65 DUAS SEMANAS depois  recebi pela manhã um telefonema. Era Jovita.

      Justificando-se, disse que andara pelo interior da Itália e, de volta a Roma, encontrara no Hotel o meu telegrama. Viajara imediatamente.

      Estranhei que não fizesse perguntas sobre a morte de Arno. Talvez estivesse informada por outras pessoas. Apenas indagou sobre o Tio Justo. Pediu-me por último para eu acompanhá-la em visita ao cemitério. Fui à tarde esperá-la à entrada do São João Batista.

 

      Frágil e abatida, assim a notei. Minha velha e pouca simpatia para com ela envergonhou-se de repente. Atropelei umas palavras sobre Aninha; como havia a menina recebido a notícia?

      – É criança, ficou pensativa. Dali a dez minutos já telefonava para uma coleguinha.

      Ao chegarmos à beira do túmulo. Jovita rompeu a chorar.

      – Eu devia ter trazido umas rosas.

      Ofereci-me para ir buscá-las.

      – Não, não, Nestor! Não me deixe sozinha.

      Ajoelhou-se, e rezava.

      Depois, enxugando os olhos, ergueu-se.

      – Eu nunca fiz esforço para compreendê-lo. Num murmúrio, instantes após: Nem ele a mim.

      – Oh, Jovita, não se martirize.

      – No entanto, Nestor, tínhamos tudo para sermos felizes.

      Quedou ali. Recolhida. A tarde acabava entre aquelas formas brancas devagar.

    Não sabia o que fazer  de mim, quando um homem se aproximou. Por favor, doutor! por favor, era agente credenciado da maior e melhor marmoraria da cidade, líder no gênero, e oferecia o mais satisfatório serviço na especialidade. Trabalhavam com mármores e granitos, nacionais e importados, retratos inoxidáveis, crucifixos em bronze, peanhas, vasos em alabastro ou gesso. Arquiteto próprio, agora a Casa dispunha inclusive de um poliglota para epígrafes de sentimento e respectivo cinzelador. Preços? os da idade da pedra, doutor.

       – Muito bem.

      – Agradeço a atenção, doutor. Aqui todos conhecem o Mário, Mario Callado, para servir, da Marmoraria Taveira Soares.

      Apresentou o cartão, dobrando-o no canto e corrigindo o número do telefone.

      – Muito bem, eu o procurarei.

      – Aguardo então um fio para a honrosa visita domiciliar.

      Jovita decidira partir.

    Um enterro azul de criança galgava a colina pela aleia das acácias. Descemos em silêncio. Já perto da saída falou numa missa de trigésimo dia que desejava mandar celebrar.

      – Você vai, sim. Quero ver lá também Margarida.

      Conduzi-a até o carro onde o chofer esperava. Vi-a tão triste que propus acompanhá-la ao apartamento.
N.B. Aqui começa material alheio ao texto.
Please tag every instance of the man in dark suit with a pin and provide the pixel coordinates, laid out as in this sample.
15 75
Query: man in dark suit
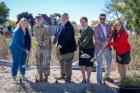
102 31
66 45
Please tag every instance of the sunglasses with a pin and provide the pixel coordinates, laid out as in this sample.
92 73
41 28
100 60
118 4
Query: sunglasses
102 18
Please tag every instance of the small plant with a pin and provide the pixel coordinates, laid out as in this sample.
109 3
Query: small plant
130 82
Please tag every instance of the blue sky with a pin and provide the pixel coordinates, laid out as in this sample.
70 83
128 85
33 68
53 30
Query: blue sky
75 8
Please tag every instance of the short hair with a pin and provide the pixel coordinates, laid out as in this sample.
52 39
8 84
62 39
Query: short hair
102 14
85 18
38 17
65 14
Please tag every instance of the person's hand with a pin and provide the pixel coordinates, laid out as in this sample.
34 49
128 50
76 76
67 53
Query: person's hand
27 52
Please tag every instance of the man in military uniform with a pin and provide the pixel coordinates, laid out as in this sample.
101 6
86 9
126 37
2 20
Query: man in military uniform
43 51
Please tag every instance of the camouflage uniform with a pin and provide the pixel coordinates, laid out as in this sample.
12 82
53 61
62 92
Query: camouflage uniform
43 51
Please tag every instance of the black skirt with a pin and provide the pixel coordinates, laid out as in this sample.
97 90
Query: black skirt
123 58
86 61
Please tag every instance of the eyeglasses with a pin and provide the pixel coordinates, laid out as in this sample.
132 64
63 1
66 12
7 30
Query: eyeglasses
102 18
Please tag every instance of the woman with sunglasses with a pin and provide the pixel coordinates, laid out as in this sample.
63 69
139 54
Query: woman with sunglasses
20 46
121 46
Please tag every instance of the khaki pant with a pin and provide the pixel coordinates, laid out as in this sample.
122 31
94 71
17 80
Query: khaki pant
68 64
43 57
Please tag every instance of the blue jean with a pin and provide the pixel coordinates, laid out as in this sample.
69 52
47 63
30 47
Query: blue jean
108 57
19 59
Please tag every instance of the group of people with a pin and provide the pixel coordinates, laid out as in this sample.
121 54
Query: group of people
93 42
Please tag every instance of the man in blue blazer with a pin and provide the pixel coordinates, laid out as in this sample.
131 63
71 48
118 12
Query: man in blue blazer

      – Não, não, obrigada por tudo! Eu telefono. Preciso conversar muito, muito, com você, Nestor. Preciso.

      Comuniquei-me com Soraya.

    Não estaria disposta a viajar a Santa Rita naquele fim de semana, apresentar o neto a Tio Justo?

      Já pensara nisso, mais de uma vez. Não via jeito...

     Observei que a coisa tinha que ser feita e quanto mais cedo melhor. Era aquela a hora, inclusive para consolar um pouco o velho.

      – Também acho, meu amigo. Você leva Margarida?

       – Claro que vai conosco.

      Ainda insistiu:

      – Você acha, Nestor, que  ele... Não sei, vai me condenar?

     – Condená-la, por quê? Tio Justo é homem para quem nada há de estranho na vida. E com o herdeiro dos Melos nos braços! A grande dor não a esqueceria mas ia sorrir. Convinha até que ela ficasse por lá um ou dois meses.

      Fomos. E tudo aconteceu como previsto.